Circumcision in the male is a therapeutic operation for a condition called “Phimosis” where the foreskin or prepuce cannot be retracted. One of us has over 50 years of experience in surgical practice. He has seen a fair number of young boys, even infants with horrendous injuries to the penis as a result of errors/misadventures during the act of circumcision. These have occurred in spite of the male penis being very much larger and easily accessible when compared to the clitoris and its hood which is hidden in the labial folds, especially in children. Such injuries usually go undisclosed and are closely hidden as parents do not want negative publicity for and stigmatization of the unfortunate victim.

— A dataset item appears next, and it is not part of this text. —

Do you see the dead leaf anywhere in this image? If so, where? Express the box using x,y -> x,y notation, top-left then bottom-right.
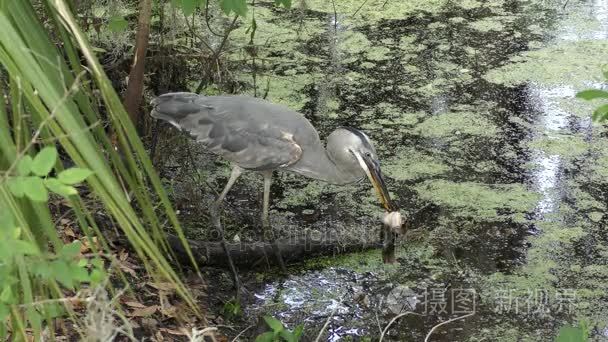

During the times of “ignorance” before the birth of Islam, as propagated by Prophet Muhammad (Peace Be Upon Him), female children were often killed soon after birth or even buried alive. Female circumcision too was a cultural practice prevalent in pre-Islamic Arabia. One of the proud achievements of Islam is the banning and stopping of these barbaric practices, together with emancipation of the innocent little girl child and protection of women. We need not go back.

We wish to conclude by reminding the reader that as recommended by the First International Conference on Islamic Medicine held in Kuwait in January 1981, the following were identified as six basic characteristics of Islamic Medicine;

i.Adhering to Islamic teachings and etiquette

ii. Adhering to logic in practising medicine

iii. Holistic approach paying equal attention to body, mind and soul for individuals as well as for societies

iv. Universal approach, taking into account all resources and aiming to benefit all people

v. Scientific approach, based on logical conclusions drawn from sound observations, accurate statistics and trustworthy experience

vi. Excellence, achieving what other kinds of treatment has failed to achieve.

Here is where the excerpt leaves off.